In my experience one of the most common brands of computers that you will come in contact with while working is Dell. Since Dell keep both good prices and semi good quality on the hardware they provide. Above that they also have a really good support (prosupport) for their customers.
Above this the docking stations and other peripherals are sturdy and the support for everything works well with the Operating of choice, windows10. So what happens when you take the hardware outside of the comfort zone and install:
- CentOS 7
To be frank it is not that much of a hardship anymore but since my response to "why" is "why not" let us do a small walk-through.

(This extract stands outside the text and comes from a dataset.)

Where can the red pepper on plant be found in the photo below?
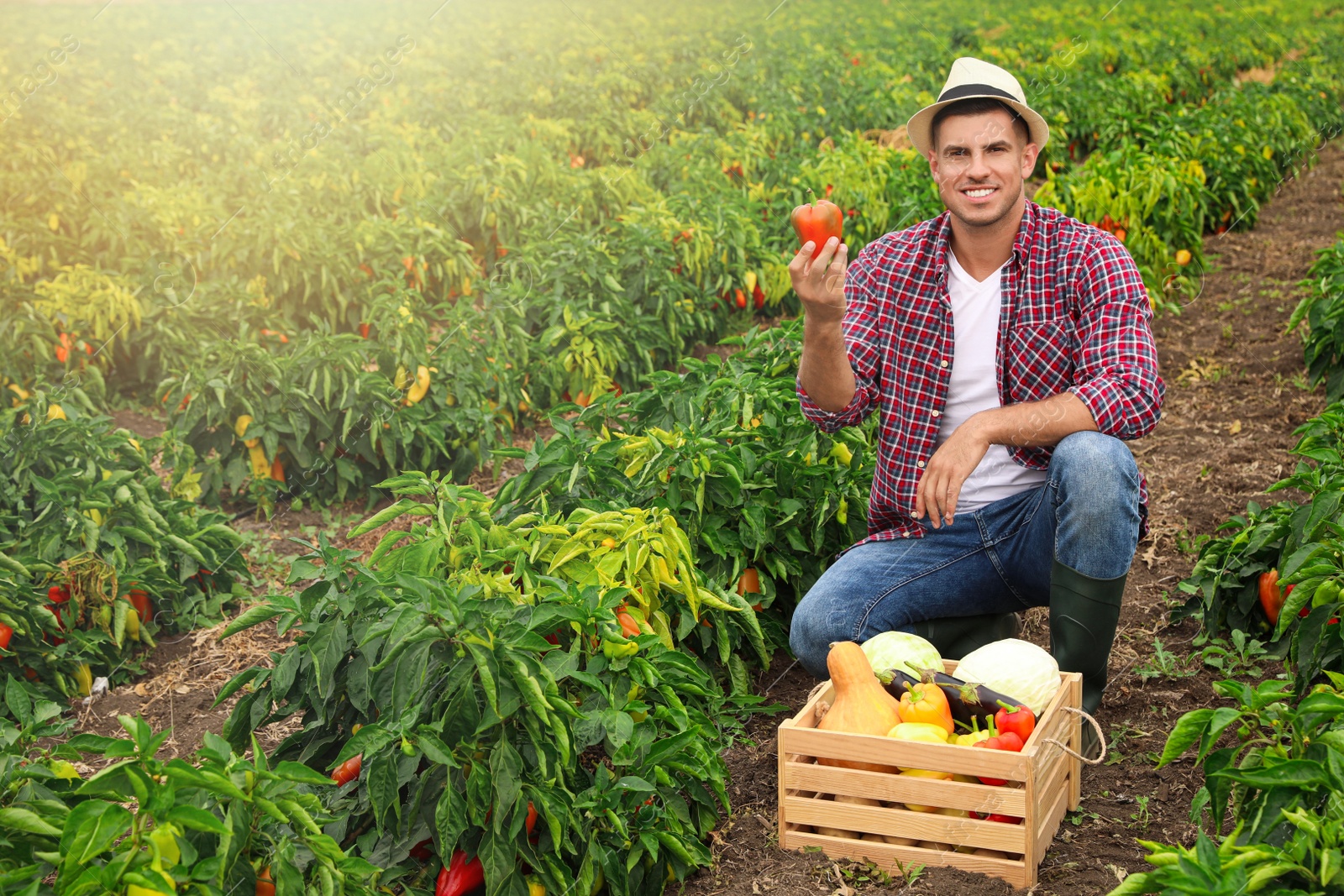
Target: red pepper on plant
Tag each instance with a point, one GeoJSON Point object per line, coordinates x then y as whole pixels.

There goes the comfort-zone
Since we need to ensure that all settings are what we want them to be let us begin with the BIOS:
First up is the configuration of certain particulars on the laptop itself; start by changing:
- Disable: Parallel port
- Disable: Serial port
- Change: SATA operation to AHCI (or RAID if you have more then one drive)
- Enable: S.M.A.R.T reporting
- USB Support
- Security level: Display port only (more on this later)
- Disable: Enable Thunderbolt (and PCIE behind TBT) Preboot
This should ensure that we have a more secure laptop, even though defaults work just fine.
To ensure that the system is safe from changes that you will not be able to notice easily set a secure password for the administrator. Although it is as simple as searching for "Reset dell BIOS password", the only caveat is that you have to press CTRL+ENTER when entering the master password.
Since we are going to run a unsigned Kernel (4.X) we need to change this to disabled.
The Wireless switch will give us some issues so disable all services there. I also disabled the "WWAN/GPS" and "Bluetooth" options in the Wireless devices part since they will not be used.